Transcriptome Mining to Identify Molecular Markers for the Diagnosis of Staphylococcus epidermidis Bloodstream Infections

Antibiotics (Basel). 2022 Nov 11;11(11):1596. doi: 10.3390/antibiotics11111596.

Abstract

Bloodstream infections caused by Staphylococcus epidermidis are often misdiagnosed since no diagnostic marker found so far can unequivocally discriminate "true" infection from sample contamination. While attempts have been made to find genomic and/or phenotypic differences between invasive and commensal isolates, possible changes in the transcriptome of these isolates under in vivo-mimicking conditions have not been investigated. Herein, we characterized the transcriptome, by RNA sequencing, of three clinical and three commensal isolates after 2 h of exposure to whole human blood. Bioinformatics analysis was used to rank the genes with the highest potential to distinguish invasive from commensal isolates and among the ten genes identified as candidates, the gene SERP2441 showed the highest potential. A collection of 56 clinical and commensal isolates was then used to validate, by quantitative PCR, the discriminative power of the selected genes. A significant variation was observed among isolates, and the discriminative power of the selected genes was lost, undermining their potential use as markers.
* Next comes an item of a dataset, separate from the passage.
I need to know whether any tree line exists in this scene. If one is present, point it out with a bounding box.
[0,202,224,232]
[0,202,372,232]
Nevertheless, future studies should include an RNA sequencing characterization of a larger collection of isolates, as well as a wider range of conditions to increase the chances of finding further candidate markers for the diagnosis of bloodstream infections caused by S. epidermidis.

Keywords: RNA sequencing; bloodstream infection diagnosis; clinical isolates; commensal isolates; ex vivo human blood model; molecular diagnosis markers.